Now, what happens if the PUSH socket dies, and the PULL socket keeps running? Will it still receive messages?

Also, is there a limit to the messages that the PUSH socket with hold with nobody receiving it?


Solution

  • You'll find it all in the documentation, but I think the answers are as follows:

    To understand what will happen when the PUSH socket dies, it helps to understand a bit about how ZMQ works. When you write a message to the PUSH socket, you're actually asking a ZMQ management thread to buffer and transfer that message. That talks (using the ZMTP protocol) to the ZMQ management thread in the client which buffers it. The client's management thread will then inform the client application that a message has been received. The client ZMQ management thread keeps the message in its buffer until the application has read the message.

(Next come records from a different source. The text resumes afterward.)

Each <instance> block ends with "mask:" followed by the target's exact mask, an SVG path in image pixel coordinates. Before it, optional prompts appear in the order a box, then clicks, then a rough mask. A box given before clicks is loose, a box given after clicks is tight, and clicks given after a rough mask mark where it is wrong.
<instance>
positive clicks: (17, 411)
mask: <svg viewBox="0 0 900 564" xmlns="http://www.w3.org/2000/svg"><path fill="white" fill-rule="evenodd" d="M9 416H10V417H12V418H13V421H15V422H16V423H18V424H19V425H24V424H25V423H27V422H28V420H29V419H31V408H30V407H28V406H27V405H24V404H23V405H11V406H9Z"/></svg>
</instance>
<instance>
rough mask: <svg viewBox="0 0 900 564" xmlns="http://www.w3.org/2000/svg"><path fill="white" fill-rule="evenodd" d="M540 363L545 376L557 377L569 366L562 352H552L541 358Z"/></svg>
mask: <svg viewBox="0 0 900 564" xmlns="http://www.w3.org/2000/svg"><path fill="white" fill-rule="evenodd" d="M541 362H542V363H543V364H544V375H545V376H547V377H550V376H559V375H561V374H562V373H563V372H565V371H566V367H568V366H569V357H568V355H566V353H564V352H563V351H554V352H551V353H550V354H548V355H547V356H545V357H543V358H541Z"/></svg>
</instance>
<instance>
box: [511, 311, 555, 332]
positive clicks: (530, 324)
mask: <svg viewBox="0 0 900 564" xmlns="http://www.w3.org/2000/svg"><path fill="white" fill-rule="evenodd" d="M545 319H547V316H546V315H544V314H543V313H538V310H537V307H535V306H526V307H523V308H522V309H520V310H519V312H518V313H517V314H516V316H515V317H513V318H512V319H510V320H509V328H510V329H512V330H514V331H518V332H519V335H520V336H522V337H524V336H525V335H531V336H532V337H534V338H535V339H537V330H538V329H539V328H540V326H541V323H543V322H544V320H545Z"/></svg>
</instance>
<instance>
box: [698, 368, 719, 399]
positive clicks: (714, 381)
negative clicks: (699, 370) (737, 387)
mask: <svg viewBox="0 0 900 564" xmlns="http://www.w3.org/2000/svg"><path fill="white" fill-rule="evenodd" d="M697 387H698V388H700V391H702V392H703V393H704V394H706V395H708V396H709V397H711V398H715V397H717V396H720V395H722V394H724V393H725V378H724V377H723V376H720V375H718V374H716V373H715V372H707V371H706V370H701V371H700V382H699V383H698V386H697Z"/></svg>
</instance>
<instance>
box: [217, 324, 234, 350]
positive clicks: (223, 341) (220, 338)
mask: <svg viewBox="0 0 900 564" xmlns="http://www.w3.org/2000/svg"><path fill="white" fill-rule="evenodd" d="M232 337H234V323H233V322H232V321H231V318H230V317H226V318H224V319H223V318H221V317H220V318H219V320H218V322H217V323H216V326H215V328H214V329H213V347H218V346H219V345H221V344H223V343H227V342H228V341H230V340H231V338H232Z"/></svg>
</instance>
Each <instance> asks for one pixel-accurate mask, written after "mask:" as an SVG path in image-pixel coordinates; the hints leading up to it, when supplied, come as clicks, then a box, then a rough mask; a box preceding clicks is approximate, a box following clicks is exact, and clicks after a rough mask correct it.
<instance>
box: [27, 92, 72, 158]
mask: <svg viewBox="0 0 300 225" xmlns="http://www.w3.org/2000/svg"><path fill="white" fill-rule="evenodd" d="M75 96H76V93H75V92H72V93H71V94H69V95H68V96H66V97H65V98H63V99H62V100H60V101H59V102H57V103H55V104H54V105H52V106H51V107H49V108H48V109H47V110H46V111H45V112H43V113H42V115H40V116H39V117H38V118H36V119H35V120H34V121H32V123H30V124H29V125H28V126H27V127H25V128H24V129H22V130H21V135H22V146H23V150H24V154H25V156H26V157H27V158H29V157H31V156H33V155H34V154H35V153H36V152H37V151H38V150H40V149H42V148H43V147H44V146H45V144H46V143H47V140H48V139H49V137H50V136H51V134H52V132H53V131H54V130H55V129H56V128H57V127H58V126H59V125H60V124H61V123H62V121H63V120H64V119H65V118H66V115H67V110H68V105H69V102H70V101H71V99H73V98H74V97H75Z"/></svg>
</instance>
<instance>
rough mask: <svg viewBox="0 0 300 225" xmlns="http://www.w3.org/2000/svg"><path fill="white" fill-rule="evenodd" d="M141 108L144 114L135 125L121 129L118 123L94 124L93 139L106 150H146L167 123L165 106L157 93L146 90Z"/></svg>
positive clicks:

    The size of the buffers are not infinite. For a constant stream of messages, at some point the client management thread's message buffer can fill up, meaning that it refuses to take messages from the sender, meaning that the sender's management thread's buffers start to fill up. Eventually, it will refuse to take messages from the sending application, and a zmq_send() blocks.

    You can alter the size of these buffers by setting high water marks on sockets, but by default they grow on demand (I think). That means that messages can be accumulated until memory is exhausted, but regardless if all the buffers are full the PUSH socket write blocks.

    So, as long as the management threads are cooperating to keep the client end buffer containing at least something, messages are flowing at the peak rate of the combined applications (1 every 10 seconds in your example). The issue is what do these threads decide to do if the client application isn't reading at the rate the sending application is writing?

    I believe that the policy changed between ZMQ version 3 and 4. I think that in v3, they were biased to accumulate messages in the sending end. But in v4 I think they switched, and messages would be accumulated in the client end buffers.

    This means that, so long as the management thread buffers haven't filled up, for version 4 if the PUSH end dies then all of the messages sent but not yet read have been transferred across the network and are waiting in the PULL end's management thread buffers, and can be read. Whereas in version 3, there'd be more messages kept in the PUSH end management thread buffers, and they've not been sent when the PUSH end dies.

    I may have got that version 3, 4 thing the wrong way round.